A mathematician once said, "Mathematical exercises are like sharpening stones, which sharpen students' thinking. Open exercises such as "multiple solutions to one question, multiple questions and changing questions" are common in mathematics teaching, which are good materials for training students' innovative thinking and cultivating their innovative consciousness. Therefore, it is an effective way to cultivate students' innovative consciousness to fully express students' personality, stimulate innovation space, let students do it themselves, use their brains to talk, find problems and solve them. For example, after teaching the volume calculation of a cone, I designed an exercise to find the volume of a cone model with a ruler, a string and a rectangular container filled with water. The students had a heated discussion and finally came up with various schemes to find the volume of this cone. This kind of problems can not be solved simply by imitating examples and mechanically applying formulas, but by students' hands-on practice, comprehensive application of what they have learned and creative solution. As long as such exercises are carried out frequently, it will certainly promote the development of students' creative thinking.
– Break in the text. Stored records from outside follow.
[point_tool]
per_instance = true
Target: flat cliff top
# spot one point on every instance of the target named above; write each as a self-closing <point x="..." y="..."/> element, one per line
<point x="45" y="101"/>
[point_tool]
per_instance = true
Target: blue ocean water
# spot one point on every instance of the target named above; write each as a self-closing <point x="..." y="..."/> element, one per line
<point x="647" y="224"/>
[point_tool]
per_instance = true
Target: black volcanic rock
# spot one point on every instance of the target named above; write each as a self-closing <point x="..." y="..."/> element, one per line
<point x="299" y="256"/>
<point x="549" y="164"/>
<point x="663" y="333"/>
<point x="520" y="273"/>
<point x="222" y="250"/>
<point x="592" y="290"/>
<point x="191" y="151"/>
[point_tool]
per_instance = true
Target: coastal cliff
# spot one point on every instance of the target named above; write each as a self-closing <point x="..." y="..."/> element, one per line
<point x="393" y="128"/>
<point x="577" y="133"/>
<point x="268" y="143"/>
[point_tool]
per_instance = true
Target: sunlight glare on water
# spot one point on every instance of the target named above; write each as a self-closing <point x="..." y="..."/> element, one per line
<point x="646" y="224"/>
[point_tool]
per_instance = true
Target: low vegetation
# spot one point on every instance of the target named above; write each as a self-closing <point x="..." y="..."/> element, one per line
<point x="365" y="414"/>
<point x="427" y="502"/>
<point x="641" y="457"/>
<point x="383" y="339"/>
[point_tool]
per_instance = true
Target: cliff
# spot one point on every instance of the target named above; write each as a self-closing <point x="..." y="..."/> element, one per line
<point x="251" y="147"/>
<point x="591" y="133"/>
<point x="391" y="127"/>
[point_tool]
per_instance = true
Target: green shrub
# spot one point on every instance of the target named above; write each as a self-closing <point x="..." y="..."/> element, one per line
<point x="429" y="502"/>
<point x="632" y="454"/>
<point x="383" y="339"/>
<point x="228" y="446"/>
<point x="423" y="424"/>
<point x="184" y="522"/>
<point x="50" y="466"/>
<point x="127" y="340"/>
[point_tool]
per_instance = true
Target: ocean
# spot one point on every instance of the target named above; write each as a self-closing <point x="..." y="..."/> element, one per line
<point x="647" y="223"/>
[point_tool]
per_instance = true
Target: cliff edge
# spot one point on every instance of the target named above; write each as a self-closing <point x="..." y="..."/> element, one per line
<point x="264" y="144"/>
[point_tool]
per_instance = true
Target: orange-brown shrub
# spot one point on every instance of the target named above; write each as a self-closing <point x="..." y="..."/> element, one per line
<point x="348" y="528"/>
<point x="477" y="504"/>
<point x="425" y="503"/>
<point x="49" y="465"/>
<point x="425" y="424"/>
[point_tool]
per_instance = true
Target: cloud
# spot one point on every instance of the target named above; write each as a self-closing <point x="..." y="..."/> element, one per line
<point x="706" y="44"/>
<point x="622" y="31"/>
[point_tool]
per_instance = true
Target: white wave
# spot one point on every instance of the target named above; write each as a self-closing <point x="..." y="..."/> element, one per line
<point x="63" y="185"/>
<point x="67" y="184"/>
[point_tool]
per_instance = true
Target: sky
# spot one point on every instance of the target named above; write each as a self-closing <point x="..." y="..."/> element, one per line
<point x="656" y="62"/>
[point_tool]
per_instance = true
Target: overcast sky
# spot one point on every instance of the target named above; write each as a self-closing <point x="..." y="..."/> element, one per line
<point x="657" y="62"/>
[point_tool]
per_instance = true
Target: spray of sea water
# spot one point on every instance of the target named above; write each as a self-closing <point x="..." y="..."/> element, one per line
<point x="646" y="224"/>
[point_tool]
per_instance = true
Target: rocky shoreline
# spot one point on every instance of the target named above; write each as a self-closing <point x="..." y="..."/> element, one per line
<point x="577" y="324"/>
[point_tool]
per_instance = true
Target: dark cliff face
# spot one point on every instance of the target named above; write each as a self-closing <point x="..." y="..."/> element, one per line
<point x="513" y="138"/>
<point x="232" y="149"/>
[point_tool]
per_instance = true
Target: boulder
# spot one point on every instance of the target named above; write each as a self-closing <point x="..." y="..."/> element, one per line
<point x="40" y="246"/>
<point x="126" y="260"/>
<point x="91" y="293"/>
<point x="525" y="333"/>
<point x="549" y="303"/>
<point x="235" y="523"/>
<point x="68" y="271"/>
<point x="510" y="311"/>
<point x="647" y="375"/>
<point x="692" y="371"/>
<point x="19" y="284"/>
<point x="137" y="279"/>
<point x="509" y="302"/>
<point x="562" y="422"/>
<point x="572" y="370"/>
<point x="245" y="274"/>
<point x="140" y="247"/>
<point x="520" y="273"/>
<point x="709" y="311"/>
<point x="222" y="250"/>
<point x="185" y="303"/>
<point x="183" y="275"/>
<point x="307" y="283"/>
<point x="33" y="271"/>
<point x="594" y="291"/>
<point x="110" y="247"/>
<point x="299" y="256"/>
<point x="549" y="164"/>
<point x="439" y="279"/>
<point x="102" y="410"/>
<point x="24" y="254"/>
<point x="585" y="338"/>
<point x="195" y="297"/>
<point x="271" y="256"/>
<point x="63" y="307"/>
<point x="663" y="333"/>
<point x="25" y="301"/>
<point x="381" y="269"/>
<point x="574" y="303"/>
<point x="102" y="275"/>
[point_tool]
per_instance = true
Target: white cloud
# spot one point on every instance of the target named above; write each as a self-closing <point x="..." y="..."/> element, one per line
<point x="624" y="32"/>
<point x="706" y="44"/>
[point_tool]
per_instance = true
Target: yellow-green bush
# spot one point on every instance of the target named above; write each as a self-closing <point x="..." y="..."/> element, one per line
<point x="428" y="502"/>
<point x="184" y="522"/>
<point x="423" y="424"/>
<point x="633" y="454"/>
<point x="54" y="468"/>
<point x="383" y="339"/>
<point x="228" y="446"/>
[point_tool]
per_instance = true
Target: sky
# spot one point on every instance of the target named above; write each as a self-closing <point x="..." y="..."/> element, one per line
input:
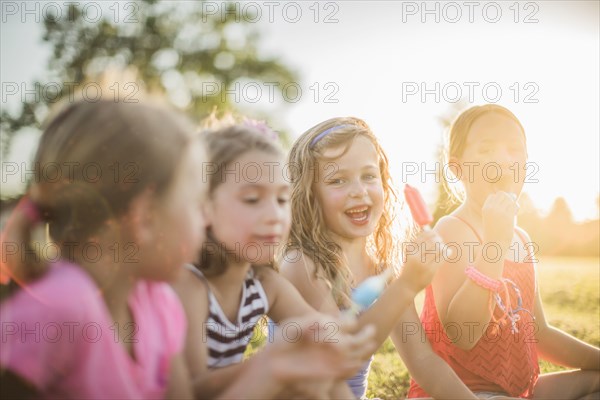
<point x="400" y="66"/>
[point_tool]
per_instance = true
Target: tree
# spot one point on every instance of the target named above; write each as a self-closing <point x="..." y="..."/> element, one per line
<point x="179" y="49"/>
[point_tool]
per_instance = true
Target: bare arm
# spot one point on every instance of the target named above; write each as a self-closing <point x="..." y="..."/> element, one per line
<point x="180" y="385"/>
<point x="458" y="299"/>
<point x="13" y="386"/>
<point x="429" y="370"/>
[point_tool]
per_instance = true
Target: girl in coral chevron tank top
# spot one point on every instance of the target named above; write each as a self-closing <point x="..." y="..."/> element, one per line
<point x="483" y="313"/>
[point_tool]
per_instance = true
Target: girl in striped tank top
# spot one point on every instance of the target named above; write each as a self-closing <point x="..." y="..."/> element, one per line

In short, the times call for innovative talents, and innovative talents need education. School classroom is the main position to cultivate students' innovative consciousness and ability and teach students innovative methods. Every educator should be based on cultivating students' innovative ability, boldly reform classroom teaching, guide students to explore and innovate in a timely and appropriate manner, and cultivate more innovative new people of the times for the new century.